Мы послушали, как жалобно он допел и умолк.

— Тоскует парень, — сказал начальник.

Мы с Шуриком промолчали и так, возможно, уснули бы, да начальник снова заговорил:

— Откуда эта песня у вас? Что-то я никогда её не слыхал?

— Это он, Табаков, всех научил, —

отозвался Шурик.

— Это стихи Лермонтова, — сказал я. А начальник мне:

— Лермонтова, говоришь? Не знал. Вот «Выхожу один я на дорогу», «Утес», «Парус» люблю, знаю. Их поют. А эту? Но ты мне лучше вот что расскажи, Табаков, откуда ты такой упорный? Как сам-то ты терпел? Или характер у тебя такой, а? Ты хоть плакал?

— Нет! — ответил Шурик из угла гордо и громко.

— Один раз плакал, — сказал я из своего угла тихо. Начальник крякнул, подумал и снова заговорил:

— Может, тебя в другой отряд перевести?

— Нет, лучше в моём оставьте.

— Ладно. Мы это дело, как говорится, отложим.

— Ага, в нашем лучше! — отозвался Шурик.

— А ты молчи. Ты, как я погляжу, задним числом храбрый. Правильно, Табаков, а?

Я промолчал, а начальник нам спать велел и сам же снова разговорился:

— Вот ты молчишь и, конечно, уверен, что прав во всём, но я тебе скажу так: никогда на рожон не лезь. Это самое глупое. Сперва обдумай, всё взвесь, посоветуйся…

— А как же тогда быть? — спросил я недоумевающе.

— А так и будь! — неожиданно ответил вместо начальника Шурик.

Мы удивились, а Шурик объяснил:

— Молчи, и всё! Не спорь ни с кем, а сам делай как хочешь.

— Тогда я буду двуличный, — сказал я растерянно. Начальник опять крякнул. А Шурик сердито спросил:

— Тебе что, обязательно надо до самого конца дойти, чтобы всё и всегда было правильно?

— Погоди-ка ты, Ломов, может, у него натура такая: или всё, или же ничего! — сказал начальник, но не Шурику, а скорее самому себе, задумчиво и как-то невесело, будто он вспомнил из своей жизни что-то похожее на мой случай…

И мне вдруг захотелось, чтобы он рассказал то, что ему припомнилось. Какой он всё-таки непонятный человек— не то «против» меня сейчас, не то «за»!

— Вот я, например, — продолжал Шурик, — я никогда никуда не лезу, а всегда и всё делаю по-своему. Что, хуже, что ли, да?

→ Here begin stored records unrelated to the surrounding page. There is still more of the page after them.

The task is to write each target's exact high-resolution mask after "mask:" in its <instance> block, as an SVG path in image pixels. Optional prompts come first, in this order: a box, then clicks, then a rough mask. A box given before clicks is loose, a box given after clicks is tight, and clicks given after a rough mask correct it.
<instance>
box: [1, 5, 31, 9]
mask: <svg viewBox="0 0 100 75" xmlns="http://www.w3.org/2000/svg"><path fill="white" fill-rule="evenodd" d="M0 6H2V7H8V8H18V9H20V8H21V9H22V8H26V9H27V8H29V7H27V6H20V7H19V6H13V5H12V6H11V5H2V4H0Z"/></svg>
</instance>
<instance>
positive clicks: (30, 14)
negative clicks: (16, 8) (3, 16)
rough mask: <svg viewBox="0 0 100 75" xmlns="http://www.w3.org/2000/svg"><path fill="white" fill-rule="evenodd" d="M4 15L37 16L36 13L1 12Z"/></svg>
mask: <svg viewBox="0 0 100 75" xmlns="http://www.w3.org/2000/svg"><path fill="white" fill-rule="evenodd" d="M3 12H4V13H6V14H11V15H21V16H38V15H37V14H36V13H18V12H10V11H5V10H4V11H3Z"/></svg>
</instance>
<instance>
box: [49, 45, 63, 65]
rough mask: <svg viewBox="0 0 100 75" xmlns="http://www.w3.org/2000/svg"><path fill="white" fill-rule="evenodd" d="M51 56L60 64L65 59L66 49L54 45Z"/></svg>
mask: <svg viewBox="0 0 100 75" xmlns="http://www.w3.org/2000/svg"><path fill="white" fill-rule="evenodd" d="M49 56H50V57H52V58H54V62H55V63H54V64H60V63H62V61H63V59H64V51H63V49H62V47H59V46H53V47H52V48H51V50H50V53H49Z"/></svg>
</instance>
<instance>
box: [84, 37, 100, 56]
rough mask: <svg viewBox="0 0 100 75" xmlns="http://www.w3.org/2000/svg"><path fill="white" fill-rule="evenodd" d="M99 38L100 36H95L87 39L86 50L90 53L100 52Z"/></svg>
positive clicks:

— Погоди, — снова остановил его начальник, — заладил одно и то же: я да я… Конечно, твоя психология хуже. В одном только лучше — с ней жить удобнее. А как он хочет, так будет потрудней. Но я вот чего не пойму: кто же тебя всему этому научил? Отец? Хотя отец у тебя на войне голову положил. С кем живёшь-то?

— С мамой и с бабушкой. Я же вам говорил уже…

— Бедно, трудно небось живёте?

— Нет, мы хорошо живём!

— Ну понятно, ты своих выдавать не будешь.

Мы затихли, и тогда явственно услышали какое-то странное поскрёбывание и сдавленные шёпоты и стуки…

За окном в синем небе висела желтоватая луна, тихо шумели деревья, и, может быть, это показалось, что кто-то есть за окном. Ветер там… Ветер гуляет?

Это был не ветер. Это ребята подтаскивали к нашему окну тяжёлую садовую скамейку, чтобы можно было встать на неё ногами, и тащили они эту скамейку, должно быть, от самой столовой — ближе, я знаю, скамеек не было…

— Ребята, алё! Начальник спит? — спросила первая показавшаяся над подоконником голова.

Мы молчали.

— Эй, Табак, ты спишь?

— Нет, — ответил я, — а что?

— Ничего, — сказала вторая голова, являясь рядышком с первой.

И вдруг, будто кто-то арбузов или футбольных мячей наставил в окне, голова к голове, касаясь оттопыренными ушами, возник тут чуть не весь наш третий отряд и загомонил наперебой, торопливо, но весело и горячо.

— Табак! — говорили они мне, и новое прозвище мне нравилось. — Слушай! Бойкоту капут, понял? Давай скорей выходи!